Currently I'm not financially sounded to give her allowance on a regular basis, so I couldn't share my real experience on this topic. I foreseee I will be very soon doing well and able to give her money, till then I may share abt my experience on this matter. You may be thinking too much on her feeling as an ML by getting a regular allowance, it depends how much she understand ur thinking, how she treats this relationship, as well as her background.My gf's aunties asked her whether do I give her allowance and she told them I give her few k rmb monthly eventhough in reality I never give. So it is quite normal and common understanding for some of the ppl there if u r financially sound to give some pocket money to ur gf.

Belt
24-02-2017, 12:07 AM
Thanks for sharing, really a rare good topic, and hope all bros in similar shoe doing well and good luck :D

lawry
24-02-2017, 02:48 AM
I beg to diff.
China is huge with a huge population.

Only the not well to do or average will expect the bf to "feed" them (give pocket money).

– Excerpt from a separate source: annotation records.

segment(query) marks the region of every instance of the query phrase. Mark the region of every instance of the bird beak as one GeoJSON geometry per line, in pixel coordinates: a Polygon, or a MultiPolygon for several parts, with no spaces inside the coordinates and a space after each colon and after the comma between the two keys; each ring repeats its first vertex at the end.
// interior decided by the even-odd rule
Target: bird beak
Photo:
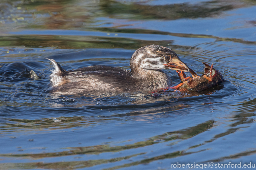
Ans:
{"type": "Polygon", "coordinates": [[[171,62],[167,64],[164,64],[165,66],[170,67],[170,69],[183,71],[189,71],[190,69],[185,63],[177,59],[175,59],[171,62]]]}

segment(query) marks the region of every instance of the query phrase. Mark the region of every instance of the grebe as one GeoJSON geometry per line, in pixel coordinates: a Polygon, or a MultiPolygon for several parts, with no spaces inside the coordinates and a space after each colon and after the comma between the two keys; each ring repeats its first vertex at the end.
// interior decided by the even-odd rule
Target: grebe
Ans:
{"type": "Polygon", "coordinates": [[[67,71],[54,60],[47,59],[55,69],[50,76],[50,91],[60,94],[154,90],[170,87],[172,84],[170,77],[161,69],[189,71],[174,51],[155,45],[136,50],[130,61],[131,71],[102,65],[67,71]]]}

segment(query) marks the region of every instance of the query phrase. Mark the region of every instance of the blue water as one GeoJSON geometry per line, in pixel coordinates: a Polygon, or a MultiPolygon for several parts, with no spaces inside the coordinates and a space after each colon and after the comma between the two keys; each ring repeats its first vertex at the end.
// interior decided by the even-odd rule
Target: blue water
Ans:
{"type": "Polygon", "coordinates": [[[0,10],[0,170],[256,164],[254,2],[4,0],[0,10]],[[202,62],[213,63],[226,80],[157,98],[48,92],[45,58],[67,70],[129,69],[136,49],[151,44],[172,48],[200,75],[202,62]],[[42,78],[16,76],[26,68],[42,78]]]}

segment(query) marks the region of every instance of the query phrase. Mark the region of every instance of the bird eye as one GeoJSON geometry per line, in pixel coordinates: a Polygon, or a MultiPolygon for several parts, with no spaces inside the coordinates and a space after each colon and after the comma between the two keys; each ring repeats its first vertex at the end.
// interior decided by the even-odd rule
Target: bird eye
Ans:
{"type": "Polygon", "coordinates": [[[170,56],[166,56],[165,57],[164,57],[164,59],[165,59],[166,60],[170,60],[170,56]]]}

What time now? All toking cock. These WL come into this line with their eyes wide open ! They want to buy house, but Iphone, buy luxury things that's why they sell.

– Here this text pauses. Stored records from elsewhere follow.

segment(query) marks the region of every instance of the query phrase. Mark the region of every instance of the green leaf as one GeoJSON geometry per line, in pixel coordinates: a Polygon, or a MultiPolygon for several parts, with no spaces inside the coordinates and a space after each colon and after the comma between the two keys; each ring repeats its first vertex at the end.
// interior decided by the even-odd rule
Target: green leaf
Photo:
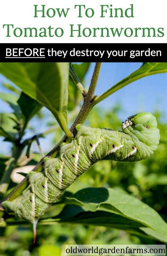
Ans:
{"type": "Polygon", "coordinates": [[[43,244],[38,248],[38,256],[61,256],[61,251],[58,246],[52,244],[43,244]]]}
{"type": "Polygon", "coordinates": [[[11,93],[5,93],[1,92],[1,99],[8,104],[14,110],[14,114],[17,118],[19,120],[21,118],[21,112],[20,109],[17,103],[18,96],[11,93]]]}
{"type": "Polygon", "coordinates": [[[12,86],[9,84],[8,84],[7,83],[3,83],[2,85],[4,87],[7,89],[8,89],[8,90],[10,90],[10,91],[11,91],[12,92],[15,92],[18,95],[20,95],[21,92],[20,91],[18,90],[17,88],[15,88],[15,87],[14,87],[13,86],[12,86]]]}
{"type": "Polygon", "coordinates": [[[135,81],[151,75],[167,72],[167,62],[144,62],[141,67],[118,82],[94,101],[95,105],[107,97],[135,81]]]}
{"type": "Polygon", "coordinates": [[[167,224],[154,210],[138,199],[113,189],[89,188],[80,190],[59,203],[98,209],[118,214],[157,231],[167,237],[167,224]]]}
{"type": "MultiPolygon", "coordinates": [[[[73,69],[81,83],[84,84],[84,78],[90,67],[90,62],[84,62],[81,64],[73,64],[73,69]]],[[[82,96],[73,79],[70,77],[68,85],[68,110],[71,110],[76,105],[79,99],[81,100],[82,96]]]]}
{"type": "Polygon", "coordinates": [[[0,73],[53,114],[69,137],[68,127],[69,63],[0,63],[0,73]]]}
{"type": "Polygon", "coordinates": [[[5,162],[9,160],[9,158],[7,157],[0,156],[0,180],[4,174],[4,171],[6,167],[5,162]]]}
{"type": "Polygon", "coordinates": [[[25,126],[42,107],[41,104],[23,92],[17,103],[25,118],[25,126]]]}
{"type": "Polygon", "coordinates": [[[17,130],[13,128],[16,126],[16,123],[13,121],[15,117],[12,113],[0,114],[0,136],[9,138],[12,141],[15,139],[17,133],[17,130]]]}

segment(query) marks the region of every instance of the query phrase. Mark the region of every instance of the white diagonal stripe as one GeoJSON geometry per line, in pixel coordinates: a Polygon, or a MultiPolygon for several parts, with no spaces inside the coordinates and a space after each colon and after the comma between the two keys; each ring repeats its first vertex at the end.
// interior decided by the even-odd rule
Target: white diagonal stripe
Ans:
{"type": "Polygon", "coordinates": [[[112,149],[108,151],[107,154],[106,154],[106,156],[108,156],[108,155],[110,154],[113,153],[114,152],[116,152],[117,150],[118,150],[119,149],[119,148],[120,148],[122,147],[123,147],[123,145],[120,145],[120,146],[119,146],[118,147],[116,147],[115,148],[113,148],[112,149]]]}
{"type": "Polygon", "coordinates": [[[93,147],[91,148],[91,149],[89,152],[89,154],[90,158],[91,158],[92,156],[93,152],[95,151],[96,147],[97,147],[99,144],[103,140],[101,139],[99,141],[98,141],[97,143],[94,144],[93,145],[93,147]]]}

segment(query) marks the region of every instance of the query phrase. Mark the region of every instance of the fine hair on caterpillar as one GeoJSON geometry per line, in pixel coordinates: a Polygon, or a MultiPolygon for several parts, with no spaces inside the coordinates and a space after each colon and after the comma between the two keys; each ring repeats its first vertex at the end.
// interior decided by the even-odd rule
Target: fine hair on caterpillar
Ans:
{"type": "Polygon", "coordinates": [[[29,187],[13,201],[3,202],[3,207],[33,223],[35,239],[38,218],[92,165],[101,160],[140,161],[153,154],[160,138],[157,126],[148,112],[129,117],[122,123],[122,131],[77,125],[74,139],[61,144],[56,158],[44,157],[43,171],[30,172],[29,187]]]}

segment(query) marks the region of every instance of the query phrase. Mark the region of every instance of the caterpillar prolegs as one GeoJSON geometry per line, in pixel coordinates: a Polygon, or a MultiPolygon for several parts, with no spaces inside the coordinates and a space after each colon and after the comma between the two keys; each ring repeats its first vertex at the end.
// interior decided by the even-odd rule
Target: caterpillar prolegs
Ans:
{"type": "Polygon", "coordinates": [[[76,126],[76,135],[60,145],[58,156],[44,158],[44,171],[31,172],[30,185],[19,197],[5,201],[3,207],[33,223],[64,190],[91,165],[101,160],[132,162],[149,157],[159,143],[155,117],[144,112],[130,117],[122,123],[122,132],[76,126]]]}

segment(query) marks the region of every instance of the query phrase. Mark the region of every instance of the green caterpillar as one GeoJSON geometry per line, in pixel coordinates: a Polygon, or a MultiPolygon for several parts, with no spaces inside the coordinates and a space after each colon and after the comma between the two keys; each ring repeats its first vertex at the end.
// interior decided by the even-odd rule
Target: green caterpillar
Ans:
{"type": "Polygon", "coordinates": [[[64,190],[98,161],[133,162],[149,157],[159,143],[155,117],[144,112],[130,117],[122,123],[123,132],[76,126],[77,135],[69,143],[61,145],[58,156],[44,158],[44,170],[29,174],[30,186],[19,197],[5,201],[3,207],[33,223],[64,190]]]}

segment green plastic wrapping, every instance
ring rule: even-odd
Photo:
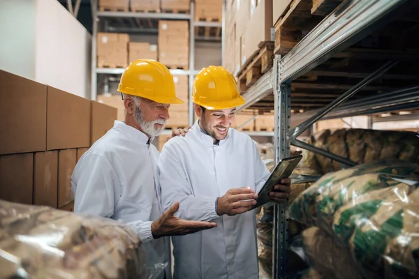
[[[368,278],[419,278],[419,165],[382,159],[329,173],[290,206]]]

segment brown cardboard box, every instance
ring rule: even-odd
[[[157,60],[157,45],[150,45],[148,43],[130,43],[128,63],[140,59]]]
[[[191,10],[190,0],[161,0],[161,5],[163,11],[177,10],[189,13]]]
[[[195,0],[195,17],[197,20],[218,19],[221,22],[222,16],[222,0]]]
[[[99,10],[128,12],[129,0],[99,0]]]
[[[159,0],[131,0],[131,10],[132,12],[159,11]]]
[[[258,50],[260,42],[274,41],[272,22],[272,0],[261,0],[242,36],[241,63],[244,65]]]
[[[121,94],[99,95],[98,96],[98,102],[116,107],[118,111],[117,120],[125,120],[125,107],[124,107],[124,100],[121,97]]]
[[[84,147],[81,149],[77,149],[77,161],[78,162],[80,160],[80,158],[83,156],[87,151],[89,150],[89,148]]]
[[[272,0],[272,24],[275,25],[291,3],[292,0]]]
[[[47,150],[90,146],[90,100],[47,86]]]
[[[0,70],[0,155],[45,151],[47,86]]]
[[[74,201],[64,205],[64,206],[60,207],[59,210],[74,212]]]
[[[110,130],[118,116],[118,110],[115,107],[91,101],[91,125],[90,145],[102,137]]]
[[[33,182],[34,153],[0,156],[0,199],[32,204]]]
[[[77,149],[60,150],[58,153],[58,208],[71,202],[71,174],[77,161]]]
[[[34,204],[57,208],[58,151],[37,152],[34,160]]]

Never did they don't want or don't know.

korean
24-02-2017, 03:41 AM
I beg to diff.
China is huge with a huge population.

Only the not well to do or average will expect the bf to "feed" them (give pocket money).

What time now? All toking cock. These WL come into this line with their eyes wide open ! They want to buy house, but Iphone, buy luxury things that's why they sell.

Never did they don't want or don't know.

Not sure what u disagree here, but I agree with most of the things u said, however it should be the common understanding for all.

Megatronzombie
04-03-2017, 07:55 AM
She is more of a spend thrift than I am - she says we must save for our future so I don't always need to work so hard.

That last part there makes her a keeper. My wife don't fucking care how tired i am from work so long the dough comes in. Marriage isn't worth shit if you have a wonan who doesn't know how to appreciate her man.

MarriedinCN
04-03-2017, 02:13 PM
My Singaporean ex-wife bled my dry in terms of money. We always had joint bank accounts and she would spend money on frivolous things (like luxury branded items etc.). She insisted on managing our finances and always missed payments on credit cards and personal loans which left me with poor credit ratings with the banks. I always earned good money (well in excess of 10k p.m) however was never able to accumulate savings.

MarriedinCN
04-03-2017, 02:19 PM
since divorcing her I have been able to save money even though i gave up all my assets in the divorce settlement and continue to pay my ex a hefty maintenance ( around 30% of my income ).

I do not have any joint bank account with my new wife and she is happy to let me manage our finances.

Sky88
03-04-2017, 11:07 PM
true love does exist

FooWnWg
04-04-2017, 10:40 PM
My fren marry a VN ktv girl. Bore him 2 daughters. She also got 1 son n 1 daughter with 2 other man, 1 in sg, 1 in Vn before him. Recently ask him support her $ to open florist. Not even 3mths close. Bye bye 40k. Him degree holder n not ugly. Duno why kena till like this.

nutman38
05-04-2017, 12:19 AM
true love does exist

Until you have no money!!:D

iceman6666
28-04-2017, 07:59 PM
Thanks for sharing the experience.

I've heard that it is impossible for ex yellow card holders to visit Singapore or to marry a Singaporean and reside in Singapore. Is this true?

If a Singaporean registers marriage with her in China, and had children together, will the authorities relent?